I have a lot to say but I will get to all that later....
22 year old has broken my heart
I went on FB and he was talking about how he is all on top of the fucking mountain top of fucking happiness and glitter and ponies and unicorns and shit. I know this boy was NOT talking about me. So now I am here all butt hurt about the shit when I shouldn't give a fuck because I am ahem...married as a mother fucker. So now I feel like hooking back up with my good friend "Marlboro Menthol", getting a bottle of tequila, and crawling in my bed while Donnie Hathaway plays in the background. But I can't because I gotta cook and I didn't take Chunk to daycare so now I am just stuck here ready to go down into a ring of fire. Note to self: 22 year olds lead to 22 year old heartbreak.
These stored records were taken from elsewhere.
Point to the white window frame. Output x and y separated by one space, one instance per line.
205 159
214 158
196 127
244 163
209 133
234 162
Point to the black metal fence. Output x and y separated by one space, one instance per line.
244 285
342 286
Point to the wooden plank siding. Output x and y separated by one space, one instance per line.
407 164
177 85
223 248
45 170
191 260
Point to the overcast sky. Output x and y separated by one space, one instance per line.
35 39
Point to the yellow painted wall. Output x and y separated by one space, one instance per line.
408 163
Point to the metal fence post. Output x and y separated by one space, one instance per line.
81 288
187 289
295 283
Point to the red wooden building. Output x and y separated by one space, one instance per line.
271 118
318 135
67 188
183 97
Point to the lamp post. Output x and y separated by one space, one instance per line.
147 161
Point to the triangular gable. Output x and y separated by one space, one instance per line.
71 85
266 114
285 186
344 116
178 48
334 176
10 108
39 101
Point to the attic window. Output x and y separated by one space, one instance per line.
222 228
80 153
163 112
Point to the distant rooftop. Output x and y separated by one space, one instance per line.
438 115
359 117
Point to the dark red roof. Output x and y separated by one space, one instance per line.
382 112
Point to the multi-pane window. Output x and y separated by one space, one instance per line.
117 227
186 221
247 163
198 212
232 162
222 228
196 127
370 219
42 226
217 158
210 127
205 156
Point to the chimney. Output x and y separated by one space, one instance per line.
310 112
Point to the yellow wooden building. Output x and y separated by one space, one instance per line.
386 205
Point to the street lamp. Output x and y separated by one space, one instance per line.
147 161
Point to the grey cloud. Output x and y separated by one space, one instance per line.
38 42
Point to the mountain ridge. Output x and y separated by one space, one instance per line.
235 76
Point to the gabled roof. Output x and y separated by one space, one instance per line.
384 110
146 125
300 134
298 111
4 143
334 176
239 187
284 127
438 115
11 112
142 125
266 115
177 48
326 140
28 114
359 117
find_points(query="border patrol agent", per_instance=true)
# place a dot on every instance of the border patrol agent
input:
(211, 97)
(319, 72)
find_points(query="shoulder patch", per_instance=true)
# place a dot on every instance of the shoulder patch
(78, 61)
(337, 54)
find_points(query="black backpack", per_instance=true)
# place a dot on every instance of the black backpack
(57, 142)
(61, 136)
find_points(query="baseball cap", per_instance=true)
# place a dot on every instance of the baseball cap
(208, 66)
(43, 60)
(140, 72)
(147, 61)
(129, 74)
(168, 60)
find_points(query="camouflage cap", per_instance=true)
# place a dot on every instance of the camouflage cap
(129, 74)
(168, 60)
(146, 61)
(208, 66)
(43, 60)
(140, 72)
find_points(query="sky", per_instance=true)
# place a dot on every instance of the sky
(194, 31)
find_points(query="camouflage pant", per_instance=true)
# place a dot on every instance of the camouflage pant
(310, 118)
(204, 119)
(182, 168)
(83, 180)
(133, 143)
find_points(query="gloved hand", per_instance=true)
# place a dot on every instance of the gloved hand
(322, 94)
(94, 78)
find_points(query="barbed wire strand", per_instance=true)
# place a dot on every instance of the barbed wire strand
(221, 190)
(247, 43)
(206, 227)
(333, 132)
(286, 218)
There is a reason I am happy to turn 30.
Florida was awesome!
I could have just vacationed at the airport! The Orlando airport is beautiful. The shopping was just awesome(well window shopping). The weather was good and I was extra happy because I did not run into any lizards or snakes which would have scared the beejeezus out of me.
Quitting smoking is harder than giving up tree
Nicotine should be illegal because right now, I would probably do something strange for a cigarette...lol.
Well, my baby is up and I think he has ripped one of the slats on the blinds in his room.